Shoplifting - History

History

Shoplifting, originally called "lifting," is as old as shopping. The first documented shoplifting started to take place in 16th century London, and was carried out by groups of men called lifters. In 1591, playwright Robert Greene published a pamphlet titled The Second Part of Cony Catching, in which he described how three men could conspire to shoplift clothes and fabric from London merchants. When it was first documented, shoplifting was characterized as an underworld practice: shoplifters were also con artists, pickpockets, pimps, or prostitutes.

In the late 17th century, London shopkeepers began to display goods in ways designed to attract shoppers, such as in window displays and glass cases. This made the goods more accessible for shoppers to handle and examine, which historians say led to an acceleration of shoplifting.

The word shoplift (then, shop-lift) first appeared at the end of the 17th century in books like The Ladies Dictionary, which, as well as describing shoplifting, provided tips on losing weight and styling hair. Female shoplifters of this period were also called "Amazons" or "roaring girls." Notorious female shoplifters in London included Mary Frith, the pickpocket and fence also known as Moll Cutpurse, prostitute and pickpocket Moll King, Sarah McCabe whose shoplifting career spanned twenty years, and Maria Carlston (also known as Mary Blacke), whose life was documented by diarist Samuel Pepys, who was eventually executed for theft, and who for years shoplifted clothing and household linens in London with one or more female accomplices.

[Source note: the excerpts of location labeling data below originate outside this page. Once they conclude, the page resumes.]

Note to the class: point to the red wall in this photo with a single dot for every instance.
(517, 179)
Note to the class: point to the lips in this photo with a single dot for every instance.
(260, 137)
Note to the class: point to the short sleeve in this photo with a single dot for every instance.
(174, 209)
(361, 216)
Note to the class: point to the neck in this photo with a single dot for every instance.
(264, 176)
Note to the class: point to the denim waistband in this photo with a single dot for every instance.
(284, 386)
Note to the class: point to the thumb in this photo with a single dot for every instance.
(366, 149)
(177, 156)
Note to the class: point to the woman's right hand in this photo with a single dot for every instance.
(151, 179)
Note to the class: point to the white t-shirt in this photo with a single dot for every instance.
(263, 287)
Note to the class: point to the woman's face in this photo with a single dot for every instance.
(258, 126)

In 1699, the English Parliament passed The Shoplifting Act, part of the Bloody Code that punished petty crimes with death. People convicted of shoplifting items worth more than five shillings would be hanged in London's Tyburn Tree (known as the "Tyburn jig") with crowds of thousands watching, or would be transported to the North American colonies or to Botany Bay in Australia. Some merchants found The Shoplifting Act overly severe, jurors often deliberately under-valued the cost of items stolen so convicted shoplifters would escape death, and reformist lawyers advocated for the Act's repeal, but The Shoplifting Act was supported by powerful people such as Lord Ellenborough, who characterized penal transportation as "a summer airing to a milder climate" and the archbishop of Canterbury, who believed that strong punishment was necessary to prevent a dramatic increase in crime. As England began to embrace Enlightenment ideas about crime and punishment in the 18th century, opposition to the Bloody Code began to grow. The last English execution for shoplifting was carried out in 1822, and in 1832 the House of Lords reclassified shoplifting as a non-capital crime.

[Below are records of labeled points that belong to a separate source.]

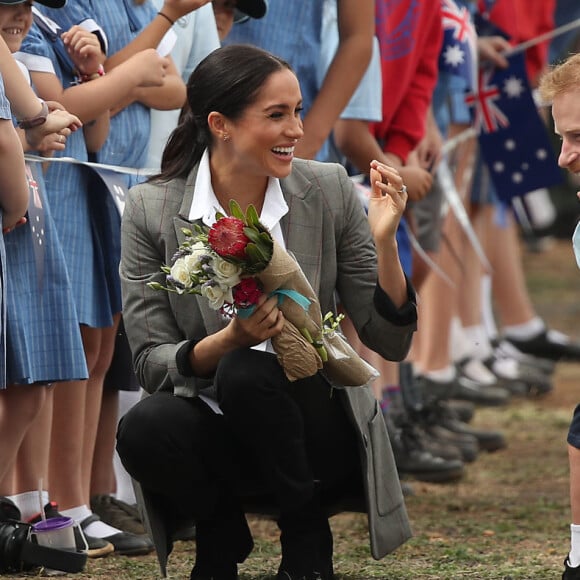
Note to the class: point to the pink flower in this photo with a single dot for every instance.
(228, 239)
(247, 292)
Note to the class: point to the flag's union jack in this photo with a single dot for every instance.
(488, 116)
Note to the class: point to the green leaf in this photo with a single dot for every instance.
(252, 216)
(236, 210)
(252, 234)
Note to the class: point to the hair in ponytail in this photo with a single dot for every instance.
(227, 81)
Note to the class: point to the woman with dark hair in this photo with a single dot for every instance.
(224, 427)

By the early 19th century, shoplifting was believed to be primarily a female activity, and doctors began to redefine some shoplifting as what Swiss doctor André Matthey had then newly christened "klopemania" (kleptomania), from the Greek words "kleptein" (stealing) and "mania" (insanity). Kleptomania was primarily attributed to wealthy and middle-class women, and in 1896 was criticized by anarchist Emma Goldman as a way for the rich to excuse their own class from punishment, while continuing to punish the poor for the same acts.

In the 1960s, shoplifting began to be redefined again, this time as a political act. In his 1970 book Do It: Scenarios of the Revolution, American activist Jerry Rubin wrote "All money represents theft...shoplifting gets you high. Don't buy. Steal," and in The Anarchist Cookbook, published in 1971, American author William Powell offered tips for how to shoplift. In his 1971 book Steal This Book, American activist Abbie Hoffman offered tips on how to shoplift and argued that shoplifting is anti-corporate. In her book The Steal: A Cultural History of Shoplifting, social historian Rachel Shteir described how shoplifting from companies you dislike is considered by some activist groups, such as some freegans, decentralized anarchist collective CrimethInc, the Spanish anarchist collective Yomango and the Canadian magazine Adbusters, to be a morally defensible act of corporate sabotage.